Prize for the Fire
Lincolnshire, 1537. Amid England's religious turmoil, fifteen-year-old Anne Askew is forced to take her dead sister's place in an arranged marriage. The witty, well-educated gentleman's daughter is determined to free herself from her abusive husband, harsh in-laws, and the cruel strictures of her married life. But this is the England of Henry VIII, where religion and politics are dangerously entangled. A young woman of Anne's fierce independence, Reformist faith, uncanny command of plainspoken scripture, and—not least—connections to Queen Katheryn Parr's court cannot long escape official notice, or censure.
In a deft blend of history and imagination, award-winning novelist Rilla Askew brings to life a young woman who defied the conventions of her time, ultimately braving torture and the fire of martyrdom for her convictions. A rich evocation of Reformation England, from the fenlands of Lincolnshire to the teeming religious underground of London to the court of Henry VIII, this gripping tale of defiance is as pertinent today as it was in the sixteenth century.
While skillfully portraying a significant historical figure—one of the first female writers known to have composed in the English language—Prize for the Fire renders the inner life of Anne Askew with a depth and immediacy that transcend time.

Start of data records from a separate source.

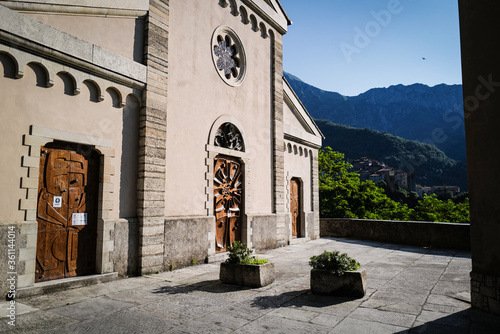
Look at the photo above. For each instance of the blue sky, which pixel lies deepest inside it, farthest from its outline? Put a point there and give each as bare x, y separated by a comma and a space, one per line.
350, 46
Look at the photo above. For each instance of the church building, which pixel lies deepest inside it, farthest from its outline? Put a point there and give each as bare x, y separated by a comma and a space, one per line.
146, 135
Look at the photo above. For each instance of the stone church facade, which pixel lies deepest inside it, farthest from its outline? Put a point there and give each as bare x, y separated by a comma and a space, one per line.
140, 136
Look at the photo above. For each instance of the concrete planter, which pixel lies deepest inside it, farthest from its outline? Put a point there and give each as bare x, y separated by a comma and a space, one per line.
247, 274
351, 284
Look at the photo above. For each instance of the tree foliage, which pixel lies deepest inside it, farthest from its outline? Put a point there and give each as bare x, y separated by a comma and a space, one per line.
343, 195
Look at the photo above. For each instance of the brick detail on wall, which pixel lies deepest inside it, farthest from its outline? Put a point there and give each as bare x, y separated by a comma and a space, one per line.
278, 135
315, 193
153, 133
485, 292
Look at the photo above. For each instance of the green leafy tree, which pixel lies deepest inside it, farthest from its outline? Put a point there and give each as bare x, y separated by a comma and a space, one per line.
430, 208
343, 195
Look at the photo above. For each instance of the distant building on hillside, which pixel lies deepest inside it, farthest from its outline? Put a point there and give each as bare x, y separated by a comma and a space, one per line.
438, 190
377, 171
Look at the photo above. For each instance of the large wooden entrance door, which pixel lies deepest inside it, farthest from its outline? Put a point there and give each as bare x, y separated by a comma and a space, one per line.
228, 201
295, 207
67, 212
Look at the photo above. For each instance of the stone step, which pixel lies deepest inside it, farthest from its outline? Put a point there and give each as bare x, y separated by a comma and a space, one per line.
65, 284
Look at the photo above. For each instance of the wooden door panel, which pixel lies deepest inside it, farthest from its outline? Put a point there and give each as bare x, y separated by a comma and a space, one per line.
72, 250
228, 197
295, 207
60, 252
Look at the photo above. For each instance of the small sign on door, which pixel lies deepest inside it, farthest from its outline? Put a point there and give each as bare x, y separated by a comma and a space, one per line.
57, 202
79, 219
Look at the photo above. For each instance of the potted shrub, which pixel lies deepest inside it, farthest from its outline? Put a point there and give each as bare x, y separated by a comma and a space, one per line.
337, 275
244, 269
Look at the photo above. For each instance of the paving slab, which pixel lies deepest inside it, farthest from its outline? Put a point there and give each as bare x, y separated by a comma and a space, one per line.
410, 290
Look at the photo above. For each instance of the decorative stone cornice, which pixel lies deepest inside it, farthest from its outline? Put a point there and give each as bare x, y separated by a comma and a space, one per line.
33, 36
73, 10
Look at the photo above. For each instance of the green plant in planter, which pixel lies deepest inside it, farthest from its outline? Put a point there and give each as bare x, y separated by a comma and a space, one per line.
335, 262
239, 253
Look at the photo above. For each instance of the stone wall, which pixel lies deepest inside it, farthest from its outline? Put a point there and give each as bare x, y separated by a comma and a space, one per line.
263, 231
124, 256
421, 234
479, 32
186, 241
485, 292
152, 141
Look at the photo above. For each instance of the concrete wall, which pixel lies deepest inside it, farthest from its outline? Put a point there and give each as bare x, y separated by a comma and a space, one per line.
186, 240
28, 102
198, 97
479, 32
264, 231
421, 234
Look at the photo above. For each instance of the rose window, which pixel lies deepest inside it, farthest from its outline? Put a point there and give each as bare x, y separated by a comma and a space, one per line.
228, 56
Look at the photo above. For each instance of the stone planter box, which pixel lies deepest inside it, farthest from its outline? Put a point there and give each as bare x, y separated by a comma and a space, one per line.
351, 284
247, 274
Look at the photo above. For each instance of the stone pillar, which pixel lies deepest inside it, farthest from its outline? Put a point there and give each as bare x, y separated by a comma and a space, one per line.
152, 141
315, 193
279, 197
480, 33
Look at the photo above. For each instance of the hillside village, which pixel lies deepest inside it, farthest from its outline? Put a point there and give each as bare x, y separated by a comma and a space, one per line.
377, 171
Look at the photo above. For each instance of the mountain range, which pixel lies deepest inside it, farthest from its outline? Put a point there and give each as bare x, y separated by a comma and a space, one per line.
432, 115
413, 128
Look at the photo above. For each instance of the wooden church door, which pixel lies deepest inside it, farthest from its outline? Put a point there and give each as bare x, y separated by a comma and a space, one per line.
67, 213
295, 207
228, 201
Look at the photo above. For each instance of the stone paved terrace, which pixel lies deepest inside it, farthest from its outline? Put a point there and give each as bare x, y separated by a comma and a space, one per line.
410, 290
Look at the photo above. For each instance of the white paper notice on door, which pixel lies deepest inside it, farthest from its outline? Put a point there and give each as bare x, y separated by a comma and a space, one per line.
79, 219
57, 203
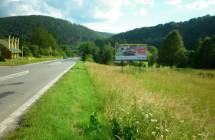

Portrait of Anne Askew in the Governor's Reception Room at the Pennsylvania State Capitol. The text below the mural reads: "Anne Askew before the Lord Chancellor, condemned by the State, under Church of England Authority, to be burned for Heresy—refusing to recant—saying 'Rather Deathe than false to Faythe.' 1546. She was selected as a type of the Women who were ready to die for what they believe to be Truth. According to tradition she was the great-grandmother of Margaret Askew Fell, who became the wife of the Found of the Quakers—George Fox. It was from her that Margaret Fox was supposed to have inherited her marvelous spirit of endurance under persecution."